We searched PubMed/Medline and the references of identified articles for background on the neuropathological progression of AD and its implications for drug target identification, for AD clinical trial criteria used to assess disease modification outcomes, for plasma biomarkers associated with AD and concussion/TBI, neuropathologies and especially PPCD, and for methodological critiques of AD and other neuropsychiatric clinical trial methods.
We identified and address seven issues and highlight the Thal-Sano AD 'Time to Onset of Impairment' Design for possible applications in our clinical trials. Diverse and significant pathological cascades and indications of self-induced neuronal PPCD were found in concussion/TBI, anoxia, and AD animal models. To address the dearth of peripheral markers of AD and concussion/TBI brain pathologies and PPCD we evaluated Extracellular Vesicles (EVs) enriched for neuronal origin, including exosomes. In our concussion/TBI, anoxia and AD animal models we found evidence consistent with the presence of time-dependent PPCD and (-)-phenserine suppression of neuronal self-induced PPCD. We hence developed an extended controlled release formulation of (-)-phenserine to provide individualized dosing and stable therapeutic brain concentrations, to pharmacologically interrogate PPCD as a drug development target. To address the identified problems potentially putting any clinical trial at risk of failure, we developed exploratory AD and concussion/TBI clinical trial designs.

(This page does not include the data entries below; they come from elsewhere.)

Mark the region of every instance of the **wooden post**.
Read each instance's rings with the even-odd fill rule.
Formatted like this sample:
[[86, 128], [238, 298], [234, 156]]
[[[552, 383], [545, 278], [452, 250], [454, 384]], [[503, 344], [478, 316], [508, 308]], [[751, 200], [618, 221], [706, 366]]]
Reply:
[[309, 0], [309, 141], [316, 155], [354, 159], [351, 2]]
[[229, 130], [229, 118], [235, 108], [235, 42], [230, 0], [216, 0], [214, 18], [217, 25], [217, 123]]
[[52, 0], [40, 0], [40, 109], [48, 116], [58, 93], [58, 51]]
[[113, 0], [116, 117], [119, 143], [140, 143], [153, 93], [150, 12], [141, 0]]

Our findings inform the biomarker indication of progression of pathological targets in neurodegenerations and propose a novel approach to these conditions through neuronal protection against self-induced PPCD.
轻度脑震荡和其他中度创伤性脑损伤(TBI)与阿尔茨海默病(AD)具有重叠的神经病理学特征,包括神经元预先编程的细胞死亡(PPCD)以及临床损伤和残疾。基于 AD 的淀粉样蛋白假说的多项临床试验均以失败告终,这表明新药开发也应寻求独立于淀粉样蛋白假说的机制是谨慎的。为了解决这些问题,我们提出使用脑震荡/TBI 动物模型作为 AD 转基因小鼠的补充,以提供 AD 候选药物预防 PPCD 及其导致 AD 痴呆进展的潜力的指示。

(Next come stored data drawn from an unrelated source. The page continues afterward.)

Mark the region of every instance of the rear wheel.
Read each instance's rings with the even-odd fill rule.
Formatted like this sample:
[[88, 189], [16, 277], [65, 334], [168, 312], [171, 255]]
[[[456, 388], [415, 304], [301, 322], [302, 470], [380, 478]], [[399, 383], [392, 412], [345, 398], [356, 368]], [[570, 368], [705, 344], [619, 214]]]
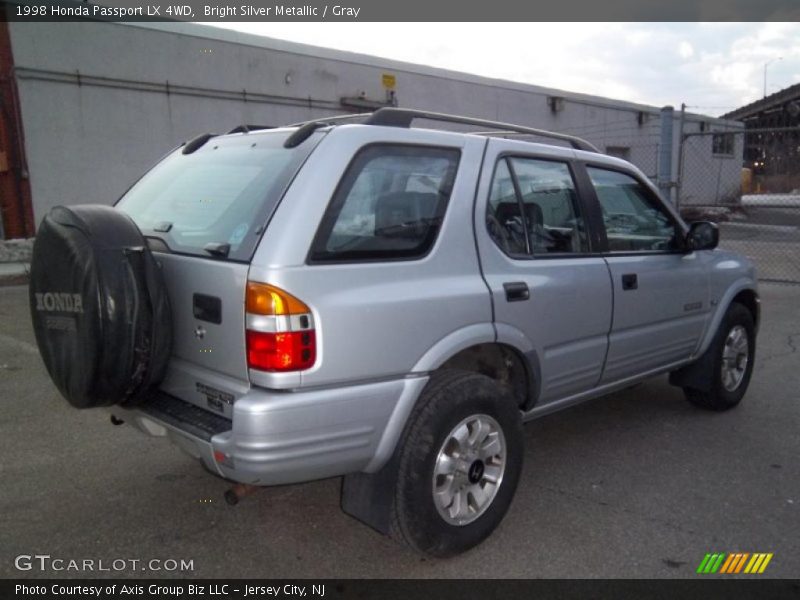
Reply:
[[741, 304], [731, 304], [707, 352], [713, 369], [708, 390], [684, 387], [692, 404], [709, 410], [728, 410], [742, 401], [755, 360], [753, 315]]
[[522, 467], [522, 423], [494, 380], [433, 375], [400, 447], [392, 536], [452, 556], [479, 544], [505, 516]]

我们在 PubMed/Medline 上搜索并查阅了确定文章的参考文献,以了解 AD 神经病理学进展及其对药物靶点识别的意义、用于评估疾病修饰结果的 AD 临床试验标准、与 AD 和脑震荡/TBI 相关的血浆生物标志物、神经病理学,特别是 PPCD 以及 AD 和其他神经精神临床试验方法的方法学批评。
我们确定并解决了七个问题,并强调了 Thal-Sano AD“开始出现损伤的时间”设计,以可能应用于我们的临床试验。在脑震荡/TBI、缺氧和 AD 动物模型中发现了不同且显著的病理级联反应和神经元自我诱导 PPCD 的迹象。为了解决 AD 和脑震荡/TBI 脑病理学和 PPCD 的外周标志物缺乏的问题,我们评估了富含神经元来源的细胞外囊泡(EVs),包括外泌体。在我们的脑震荡/TBI、缺氧和 AD 动物模型中,我们发现了与时间依赖性 PPCD 一致的证据,以及 (-)-phenserine 对神经元自我诱导 PPCD 的抑制作用。因此,我们开发了 (-)-phenserine 的扩展控释配方,以提供个体化给药和稳定的治疗性脑浓度,以研究 PPCD 作为药物开发靶点。为了解决可能使任何临床试验面临失败风险的已确定问题,我们开发了探索性 AD 和脑震荡/TBI 临床试验设计。
我们的发现为神经退行性疾病中病理靶标的进展提供了生物标志物的指示,并通过神经元对自我诱导的 PPCD 的保护提出了一种针对这些疾病的新方法。